"Camil qui?"

"DesRoches. Camil DesRoches."

"Connais pas. Jamais vu ni connu. Que fait-il dans la vie ce Monsieur DesRoches?"

"Rien. Camil est mort en 2003, il y aura exactement six ans le 12 avril, à Pâques. Il avait 88 ans. Il a travaillé 47 ans pour le Canadien avant de prendre sa retraite ou, devrait-on dire, une semi-retraite en l993, l'année de la dernière conquête de la coupe Stanley par le Canadien. Depuis, il prie là haut, pour que son club remporte sa 25e coupe. Hum...Camil pourrait prier encore longtemps. Pas grave. Y a pas d'autre chose à faire".

C'est en 1946 que Camil DesRoches a été embauché à plein temps par le Canadien. Il a été publiciste, directeur des communications, secrétaire de route, conseiller spécial, etc...etc... Il aurait pu jouer sur l'attaque à cinq, s'il avait su patiner, ou encore conduire la Zamboni, s'il avait eu son permis de conduire. S'il y a un personnage dont le nom restera à tout jamais gravé dans l'histoire du Canadien, c'est bien Camil DesRoches. Cadet d'une famille de 19 enfants, ce Montréalais d'origine avait tenté sa chance comme chroniqueur sportif à l'hebdomadaire "Le Petit Journal", puis au quotidien "Le Canada" en 1938. C'est alors qu'il fut invité par Tommy Gorman, directeur général du Canadien, à traduire en français les communiqués de presse destinés aux médias. Faudrait préciser qu'ils étaient moins nombreux qu'aujourd'hui. Quand Gorman fut remplacé par Frank Selke en 1946, Camil fut embauché comme directeur des relations avec les médias sur une base régulière. Il a suivi les activités du Canadien pendant des décennies jusqu'à sa retraite en 1993.

Rarement peut-on trouver un employé aussi loyal et fidèle envers ses patrons que Camil DesRoches. Surtout de nos jours. Un homme de compagnie, qui ne comptait pas ses heures et qui ne tolérait jamais les demi-mesures. Un soir, avant un match du Canadien au Forum contre les Rangers, les parents de Camille Henry et de son épouse, Dominique Michel, étaient pris de panique à l'entrée des journalistes. Les billets de courtoisie laissés par l'étoile des Rangers pour sa famille avaient été égarés ou oubliés.
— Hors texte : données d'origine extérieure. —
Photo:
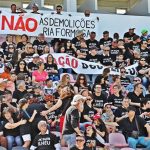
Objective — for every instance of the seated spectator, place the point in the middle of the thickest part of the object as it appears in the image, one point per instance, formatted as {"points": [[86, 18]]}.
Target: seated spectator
{"points": [[25, 129], [20, 91], [22, 68], [35, 9], [39, 44], [105, 58], [80, 143], [32, 66], [9, 54], [81, 83], [135, 129], [106, 40], [24, 40], [51, 142], [40, 76], [121, 112], [11, 128], [3, 140], [9, 40], [143, 71], [28, 52], [51, 68]]}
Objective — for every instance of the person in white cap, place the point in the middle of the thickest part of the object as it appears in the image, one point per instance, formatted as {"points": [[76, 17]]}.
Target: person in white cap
{"points": [[72, 119]]}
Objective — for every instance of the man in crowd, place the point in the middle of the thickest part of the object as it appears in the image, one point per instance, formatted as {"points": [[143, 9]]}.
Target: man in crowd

Alors à titre d'ami personnel de Camille, que j'avais connu du temps qu'il jouait pour les Citadelles de Québec chez les juniors, je m'empresse de mettre Camil au courant du problème tout en le suppliant de s'efforcer de le régler. DesRoches me répondit :

"Camil Henry ? Qu'est-ce qu'il fait pour nous autres, lui?".

"Rien. Il joue pour Rangers. Son job est de compter et de battre le Canadien. Et il s'acquitte très bien de sa tâche."

Ce n'était rien pour aider la cause. Toujours est-il que DesRoches, n'écoutant que son courage et malgré ses convictions, a réglé la situation, mais non sans maugréer.

À la rescousse du "Rocket"

Remontons aux années '50. La veille avait été dure pour le Canadien et surtout pour le "Rocket" au Forum contre les Rangers. Les deux clubs avaient pris le même train après le match, à destination de New York, où ils se rencontraient le lendemain soir. Maurice brouillait encore du noir le dimanche matin. Tout le monde sait qu'il était un mauvais perdant, qu'il acceptait mal la défaite et qu'il avait mauvais caractère. L'arbitre Hugh McLean n'avait pas été tendre la veille envers Maurice et le Canadien. Il avait même été injuste, d'une sévérité inutile pour ne pas dire malhonnête. Maurice l'avait encore sur le coeur.

Pour lui changer les idées, Camil Desroches l'invita à l'accompagner à la cathédrale St-Patrick de New York, pour l'office religieux dominical. Les deux hommes s'étaient donné rendez-vous le matin dans le lobby de l'hôtel Piccadilly, où habitait alors le Canadien, lors de ses voyages dans la Métropole américaine. Oh surprise ! En traversant le lobby de l'hôtel, Maurice et Camil arrivent soudainement face à face avec l'arbitre de la veille au Forum, Hugh McLean. Sans hésitation, le "Rocket" empoigne l'arbitre au collet et n'eut été la prompte intervention de son compagnon, Camil, qui sait ce qui serait arrivé à l'officiel. Et à Richard plus tard. Il aurait certainement été suspendu. Qui sait.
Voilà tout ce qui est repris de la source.